D’autres réductions d’effectifs ont également été signalées dans l’État de Washington ainsi que dans plusieurs implantations internationales. Certaines touchent des équipes intervenant sur Agentforce, la plateforme d’agents autonomes de Salesforce, mais aussi sur MuleSoft et Marketing Cloud, deux activités centrales dans l’écosystème technologique du groupe.
Cette nouvelle vague reste limitée au regard de la taille de Salesforce, qui comptait plus de 83 000 collaborateurs à la fin du mois de janvier 2026. Elle intervient toutefois quelques mois après une première restructuration ayant entraîné la suppression de près de 1 000 postes dans le marketing, la gestion de produits, l’analyse de données et plusieurs fonctions associées à Agentforce.
Le calendrier donne à ces décisions une portée particulière. Agentforce affiche en effet une croissance rapide depuis son lancement à la fin de l’année 2024. La plateforme a dépassé le milliard de dollars de revenus récurrents annualisés, avec une progression supérieure à 200 % sur un an dans certains segments. Associées aux activités de données de Salesforce, les offres d’intelligence artificielle représentent désormais plusieurs milliards de dollars de revenus.
Agentforce permet aux entreprises de déployer des agents numériques capables de gérer des demandes clients, d’assister les équipes commerciales, d’analyser des données ou d’automatiser certaines opérations. Salesforce présente cette technologie comme l’un des principaux moteurs de sa croissance future et comme le socle de ce que Marc Benioff qualifie d’« entreprise agentique ».
Le PDG du groupe défend depuis plusieurs mois une organisation dans laquelle les collaborateurs travaillent aux côtés d’agents numériques. Cette évolution a déjà eu des conséquences directes sur les effectifs. Salesforce a notamment réduit le nombre de postes dédiés au support client, passé d’environ 9 000 à près de 5 000, en raison de l’automatisation d’une partie des demandes.
Le groupe affirme avoir redéployé certains collaborateurs vers les ventes, les services professionnels ou d’autres fonctions liées à la relation client. La succession des restructurations montre toutefois que ces redéploiements ne suffisent pas toujours à absorber les transformations provoquées par l’intelligence artificielle.
La situation des équipes liées à Agentforce est particulièrement symbolique.
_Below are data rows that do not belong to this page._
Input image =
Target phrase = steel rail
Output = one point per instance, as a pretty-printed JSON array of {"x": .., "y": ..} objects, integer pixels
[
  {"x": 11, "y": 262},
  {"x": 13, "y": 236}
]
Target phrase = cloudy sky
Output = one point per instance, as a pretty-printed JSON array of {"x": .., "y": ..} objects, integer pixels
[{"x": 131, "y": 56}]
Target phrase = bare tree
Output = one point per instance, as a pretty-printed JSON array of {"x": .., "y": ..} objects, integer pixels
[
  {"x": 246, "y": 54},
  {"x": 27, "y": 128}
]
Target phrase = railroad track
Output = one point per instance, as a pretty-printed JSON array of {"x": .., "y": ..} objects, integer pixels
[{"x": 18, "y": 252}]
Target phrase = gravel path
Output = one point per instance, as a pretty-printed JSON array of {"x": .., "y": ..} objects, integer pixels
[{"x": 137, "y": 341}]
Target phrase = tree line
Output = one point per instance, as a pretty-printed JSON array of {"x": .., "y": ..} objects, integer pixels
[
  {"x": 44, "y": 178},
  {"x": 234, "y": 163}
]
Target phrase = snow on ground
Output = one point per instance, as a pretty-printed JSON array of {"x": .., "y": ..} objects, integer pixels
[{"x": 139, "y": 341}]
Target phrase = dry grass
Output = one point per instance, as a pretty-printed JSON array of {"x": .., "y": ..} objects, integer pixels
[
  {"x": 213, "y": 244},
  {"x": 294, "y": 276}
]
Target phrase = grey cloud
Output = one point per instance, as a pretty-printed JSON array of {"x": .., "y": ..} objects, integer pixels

Salesforce continue d’investir dans le développement de sa plateforme, mais réduit simultanément certaines fonctions périphériques consacrées à sa commercialisation, à son intégration ou à sa gestion. Les équipes chargées du développement central de la technologie semblent davantage protégées que les métiers d’accompagnement.
Cette stratégie répond à un objectif d’amélioration de l’efficacité opérationnelle. Salesforce cherche à concentrer ses ressources sur les activités considérées comme prioritaires tout en maîtrisant ses coûts. Le groupe poursuit parallèlement une politique financière favorable aux actionnaires, marquée par un programme de rachat d’actions pouvant atteindre 50 milliards de dollars.
Les performances d’Agentforce ne suffisent pourtant pas à dissiper les interrogations des investisseurs. L’action Salesforce a fortement reculé depuis le début de l’année 2026, dans un contexte de doute sur la capacité de l’intelligence artificielle à générer rapidement de nouveaux revenus et à compenser un éventuel ralentissement du marché traditionnel des logiciels de gestion de la relation client.
Les suppressions de postes engagées chez Salesforce s’inscrivent dans une tendance plus large au sein de l’industrie technologique. Plusieurs groupes utilisent les gains de productivité associés à l’IA pour réduire leurs effectifs, simplifier leurs structures ou réorienter leurs investissements. Ces décisions interviennent parfois alors même que les entreprises concernées affichent une croissance solide.
Salesforce illustre ainsi l’une des principales contradictions de la transformation actuelle du secteur. L’intelligence artificielle constitue une nouvelle source de revenus, mais elle devient également un instrument de réduction des coûts et de redéfinition des organisations. Le succès commercial d’une technologie ne garantit plus la stabilité des postes directement ou indirectement associés à son développement.